Perhaps surprisingly for an issue with such a limited original mintage, the 1855-D was struck using two die marriages. The present Winter 7-I example (second 5 in date centered beneath A in DOLLAR) is one of the finest-known examples of both varieties, and it is an absolutely stunning representative. The '55-D typically displays varying degrees of striking irregularity in the center of the reverse that affects several of the letters in DOLLAR and the digits in the date. On this piece, however, one will see a sharply executed reverse strike that qualifies this piece as a Full Date example as defined by Doug Winter. In the 2003 book Gold Coins of the Dahlonega Mint: 1838-1861, the author states,

"Among specialists, full date 1855-D gold dollars trade for a strong premium; in some cases as much as thirty to fifty percent above the price level for a coin with a typical weak date."

The obverse impression is overall bold, and both sides possess pleasing color that blends orange-gold and green-gold shades. With satiny surface texture and a noteworthy lack of grade-limiting abrasions, this beautiful near-Gem comes highly recommended for both the Southern gold specialist and the advanced numismatic investor.

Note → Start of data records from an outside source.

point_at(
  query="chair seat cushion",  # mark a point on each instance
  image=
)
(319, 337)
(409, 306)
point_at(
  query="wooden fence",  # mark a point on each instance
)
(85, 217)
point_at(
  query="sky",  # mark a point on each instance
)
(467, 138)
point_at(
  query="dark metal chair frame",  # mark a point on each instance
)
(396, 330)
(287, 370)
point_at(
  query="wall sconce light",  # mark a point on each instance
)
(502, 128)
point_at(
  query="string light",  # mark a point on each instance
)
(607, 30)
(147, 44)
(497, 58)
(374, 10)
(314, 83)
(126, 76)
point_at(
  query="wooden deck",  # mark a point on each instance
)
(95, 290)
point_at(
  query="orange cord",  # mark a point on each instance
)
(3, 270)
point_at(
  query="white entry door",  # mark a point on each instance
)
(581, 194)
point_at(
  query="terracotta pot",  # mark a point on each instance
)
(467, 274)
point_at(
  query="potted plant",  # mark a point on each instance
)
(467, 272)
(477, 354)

As the only Type 2 gold dollar from the Dahlonega Mint, the 1855-D is an understandably popular coin among collectors. It is also a very rare issue, the original mintage being a mere 1,811 pieces and the total number of survivors probably numbering no more than 70-80 distinct examples. Conditionally rare starting at the Choice EF grade level, Condition Census begins in AU55. The 1855-D is the overall rarest Dahlonega Mint gold dollar after only the 1861-D, and it is prime condition rarity in the D-mint portion of this series.

Supposedly because it was smaller and thicker than should have been, Mint Director Colonel James Ross Snowden ordered the gold dollar redesigned in 1854 to accomodate an increase in diameter to 15 millimeters. Although Chief Engraver Longacre dutifully carried out this request, his work caused striking problems on this occasion. His Type 2 designs were difficult to strike and wore down rapidly in circulation. These deficiencies affected all issues of this type, and they resulted in its replacement by the Type 3 pieces in 1856 (1857 for the San Francisco Mint).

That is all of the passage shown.